Disney Consumer Products is extending its Formula 1 partnership to cover F1 Academy, the all-women development series, starting with the 2026 season. The deal adds media and merchandise rights to Disney's existing F1 portfolio, announced the week of the Shanghai Grand Prix.
The F1 Academy partnership arrives as the series prepares to expand from five teams to a larger grid structure in 2026. Disney's existing F1 deal, signed in 2023, covers consumer products across apparel, toys, and home goods through multiple divisions including Lucasfilm and Marvel. The Academy extension follows the same framework but targets a younger, female-skewed demographic that brands have struggled to activate in motorsport. Tasia Filippatos, president of Disney Consumer Products, confirmed the structure to Yahoo Sports without disclosing financial terms.
The timing matters for both parties. F1 Academy launched in 2023 with modest sponsorship traction—most teams carry one or two endemic partners. Disney's entry provides the series its first major non-automotive consumer brand and signals to other potential partners that the commercial infrastructure is viable. For Disney, the move hedges against saturation in the main F1 market, where merchandise competition now includes Puma, Castore, and Ralph Lauren across different team deals. Academy merchandise can share retail shelf space without cannibalizing core F1 SKUs, and the licensing model requires minimal incremental Disney investment since production partners already exist.
The deal also answers a structural question about F1 Academy's revenue model.
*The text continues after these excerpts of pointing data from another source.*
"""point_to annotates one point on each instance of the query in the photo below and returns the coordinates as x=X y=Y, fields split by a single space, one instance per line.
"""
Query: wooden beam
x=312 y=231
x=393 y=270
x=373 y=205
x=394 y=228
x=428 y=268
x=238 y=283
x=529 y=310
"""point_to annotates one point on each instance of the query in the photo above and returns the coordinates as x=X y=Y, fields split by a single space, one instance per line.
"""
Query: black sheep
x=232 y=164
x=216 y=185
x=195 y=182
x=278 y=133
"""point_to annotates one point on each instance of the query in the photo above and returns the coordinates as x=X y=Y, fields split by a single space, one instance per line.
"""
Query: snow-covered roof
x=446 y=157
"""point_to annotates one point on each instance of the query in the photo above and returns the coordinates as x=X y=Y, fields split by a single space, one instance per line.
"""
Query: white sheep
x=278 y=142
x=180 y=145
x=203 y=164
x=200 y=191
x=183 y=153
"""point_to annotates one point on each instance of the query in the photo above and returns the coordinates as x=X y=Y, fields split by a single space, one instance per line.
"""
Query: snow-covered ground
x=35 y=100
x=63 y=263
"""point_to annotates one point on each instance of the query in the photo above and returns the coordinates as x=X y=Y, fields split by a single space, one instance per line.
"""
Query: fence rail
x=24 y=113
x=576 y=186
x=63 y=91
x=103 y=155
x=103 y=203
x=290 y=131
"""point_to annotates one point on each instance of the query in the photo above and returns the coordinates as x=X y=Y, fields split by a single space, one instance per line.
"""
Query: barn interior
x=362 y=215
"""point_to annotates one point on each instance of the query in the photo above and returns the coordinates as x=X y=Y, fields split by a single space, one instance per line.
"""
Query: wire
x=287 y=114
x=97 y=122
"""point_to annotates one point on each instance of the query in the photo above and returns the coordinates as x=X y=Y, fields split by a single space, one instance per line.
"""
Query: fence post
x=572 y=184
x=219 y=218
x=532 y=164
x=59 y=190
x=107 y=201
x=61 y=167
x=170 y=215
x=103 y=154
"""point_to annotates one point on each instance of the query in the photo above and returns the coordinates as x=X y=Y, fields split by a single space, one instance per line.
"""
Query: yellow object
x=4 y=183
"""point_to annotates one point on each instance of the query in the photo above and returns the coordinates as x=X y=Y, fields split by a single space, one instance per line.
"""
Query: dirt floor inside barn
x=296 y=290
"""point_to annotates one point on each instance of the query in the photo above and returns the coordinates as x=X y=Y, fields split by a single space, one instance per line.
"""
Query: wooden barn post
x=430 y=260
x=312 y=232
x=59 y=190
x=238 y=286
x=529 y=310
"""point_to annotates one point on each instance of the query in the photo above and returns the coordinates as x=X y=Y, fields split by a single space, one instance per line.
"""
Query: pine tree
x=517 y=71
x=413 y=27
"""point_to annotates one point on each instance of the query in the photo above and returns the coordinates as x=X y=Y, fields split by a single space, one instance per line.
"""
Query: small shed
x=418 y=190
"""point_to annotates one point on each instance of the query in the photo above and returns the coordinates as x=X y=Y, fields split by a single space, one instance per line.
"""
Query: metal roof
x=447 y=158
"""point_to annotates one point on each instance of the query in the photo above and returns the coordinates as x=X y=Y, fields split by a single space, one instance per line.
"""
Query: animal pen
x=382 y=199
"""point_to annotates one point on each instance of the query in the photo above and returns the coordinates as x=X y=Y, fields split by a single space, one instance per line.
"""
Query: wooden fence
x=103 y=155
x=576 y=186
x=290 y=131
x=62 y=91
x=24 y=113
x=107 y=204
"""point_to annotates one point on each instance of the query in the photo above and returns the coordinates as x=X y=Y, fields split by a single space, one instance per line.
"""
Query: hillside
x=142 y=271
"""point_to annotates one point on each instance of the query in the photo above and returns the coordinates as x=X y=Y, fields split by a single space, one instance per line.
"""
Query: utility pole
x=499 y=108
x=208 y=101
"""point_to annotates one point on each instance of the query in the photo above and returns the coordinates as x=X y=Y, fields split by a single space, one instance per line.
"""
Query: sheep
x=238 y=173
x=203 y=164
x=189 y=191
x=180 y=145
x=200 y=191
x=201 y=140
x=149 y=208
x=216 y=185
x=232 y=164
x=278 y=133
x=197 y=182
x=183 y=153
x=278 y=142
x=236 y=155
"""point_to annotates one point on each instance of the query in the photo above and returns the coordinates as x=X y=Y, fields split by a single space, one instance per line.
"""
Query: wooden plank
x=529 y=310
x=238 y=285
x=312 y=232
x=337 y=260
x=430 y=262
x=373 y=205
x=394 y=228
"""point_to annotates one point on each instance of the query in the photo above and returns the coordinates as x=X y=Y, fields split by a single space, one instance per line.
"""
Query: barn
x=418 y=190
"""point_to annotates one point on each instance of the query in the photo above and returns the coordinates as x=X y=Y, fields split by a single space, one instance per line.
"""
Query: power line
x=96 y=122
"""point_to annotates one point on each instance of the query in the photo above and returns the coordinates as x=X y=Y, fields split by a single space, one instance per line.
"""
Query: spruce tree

Unlike Formula 2 or Formula 3, which rely heavily on team budgets funded by driver payments, Academy teams operate on a cost-cap model funded partly by FIA grants and partly by sponsorship. Merchandise royalties create a new revenue stream that can offset team operating costs, which currently run roughly $1.2 million per season per team. Disney's licensing advance—typically 10-15% of projected first-year sales in sports partnerships—likely provides Academy with seven-figure upfront capital ahead of the 2026 expansion.
Watch for Disney's retail activation timeline, expected to align with the Academy's 2025 season finale at Abu Dhabi. That event coincides with the main F1 season closer, creating a single weekend for product launches. Also watch which teams F1 Academy adds for 2026—current grid includes Prema, Rodin, ART, MP Motorsport, and Campos. A seven-team or eight-team structure would require new entrants, potentially from existing Formula 2 operators looking to diversify. Finally, watch whether other women's series—W Series folded in 2023—attempt similar merchandising plays now that Disney has validated the category.
The Academy deal closed the same week McLaren CEO Zak Brown circulated a letter urging FIA to prevent multi-team ownership structures, a separate signal that F1's commercial equilibrium remains contested even as peripheral properties like Academy attract new capital.